Nigeria warns of widespread 2026 flooding risk across 33 states
Nigeria has flagged 14,118 communities in 33 states and Abuja for high flood risk, with the danger set to peak from July to September.

Nigeria’s 2026 flood outlook placed 14,118 communities in 266 local government areas across 33 states and the Federal Capital Territory at high risk, a warning that turns the coming rainy season into a test of state capacity rather than a routine weather forecast.
The assessment, presented in Abuja on April 15, said another 15,597 communities in 405 LGAs faced moderate risk, while 923 communities in 77 LGAs were classified as low-impact areas. The danger is expected to peak between July and September, when rainfall reaches its height, and the most exposed places include Abuja, Lagos and Port Harcourt, along with coastal and riverine states such as Bayelsa, Delta, Rivers and Lagos, where river overflow and tidal flooding can collide with poor drainage.
The Nigeria Hydrological Services Agency said its Flood Forecast Dashboard is meant to provide real-time monitoring and early warning support. That gives federal, state and local authorities a narrow but meaningful window to act now: clear blocked drains, inspect dams and spillways, map evacuation routes, stage relief supplies and protect roads, schools, markets and health facilities before floodwater cuts them off. The Ministry of Water Resources and Sanitation said it wanted to strengthen flood preparedness and food security, a link that matters in a country where flooding quickly becomes a food-price shock as well as a displacement crisis.

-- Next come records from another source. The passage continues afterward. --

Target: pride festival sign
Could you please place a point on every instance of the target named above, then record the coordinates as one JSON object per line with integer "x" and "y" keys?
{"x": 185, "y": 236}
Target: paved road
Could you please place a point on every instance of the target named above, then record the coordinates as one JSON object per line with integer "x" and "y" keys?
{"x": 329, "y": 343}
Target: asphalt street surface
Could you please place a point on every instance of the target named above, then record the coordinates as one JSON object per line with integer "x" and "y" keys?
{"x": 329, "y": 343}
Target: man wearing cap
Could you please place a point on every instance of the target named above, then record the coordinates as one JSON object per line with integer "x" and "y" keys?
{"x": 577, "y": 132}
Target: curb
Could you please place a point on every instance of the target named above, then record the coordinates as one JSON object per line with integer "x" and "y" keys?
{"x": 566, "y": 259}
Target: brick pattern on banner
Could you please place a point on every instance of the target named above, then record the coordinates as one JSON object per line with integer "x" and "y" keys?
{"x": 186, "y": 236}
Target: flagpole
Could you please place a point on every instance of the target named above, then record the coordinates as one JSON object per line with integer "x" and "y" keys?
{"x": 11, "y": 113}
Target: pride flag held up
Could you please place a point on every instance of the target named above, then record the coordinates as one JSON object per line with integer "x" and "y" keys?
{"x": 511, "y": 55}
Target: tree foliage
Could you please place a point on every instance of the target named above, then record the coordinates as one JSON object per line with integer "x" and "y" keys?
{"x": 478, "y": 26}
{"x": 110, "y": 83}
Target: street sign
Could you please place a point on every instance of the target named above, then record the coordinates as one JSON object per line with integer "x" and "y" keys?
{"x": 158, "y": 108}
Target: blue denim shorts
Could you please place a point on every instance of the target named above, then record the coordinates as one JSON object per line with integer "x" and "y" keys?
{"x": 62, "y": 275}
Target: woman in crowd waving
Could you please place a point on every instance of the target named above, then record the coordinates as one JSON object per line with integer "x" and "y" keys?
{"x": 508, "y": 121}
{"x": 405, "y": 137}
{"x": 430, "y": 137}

President Bola Ahmed Tinubu was represented at the presentation by Environment Minister Balarabe Abbas Lawal, who framed the outlook as part of resilience-building. The political question is whether that commitment reaches flood-prone communities before the rivers rise. Nigeria has repeatedly seen the cost of delay. In 2022, floods affected more than 3.2 million people, killed over 600 and displaced more than 1.4 million, while more than 569,000 hectares of farmland were damaged or destroyed and more than 340,000 houses were lost. By November that year, humanitarian data put farmland losses above 650,000 hectares.
The pattern repeated in 2024, when floods killed more than 300 people, affected 1.2 million and displaced 641,598 by mid-October. By November, the toll had climbed to more than 320 dead and 1.3 million affected in 34 states. In Niger State, late-May flooding in 2025 killed more than 150 people, with some reports later placing the death toll above 200.
That record leaves little room for complacency. If authorities treat the 2026 outlook as an operational order, not a press-event ritual, they can still reduce deaths, limit displacement and keep roads and farmland from turning another rainy season into a national emergency.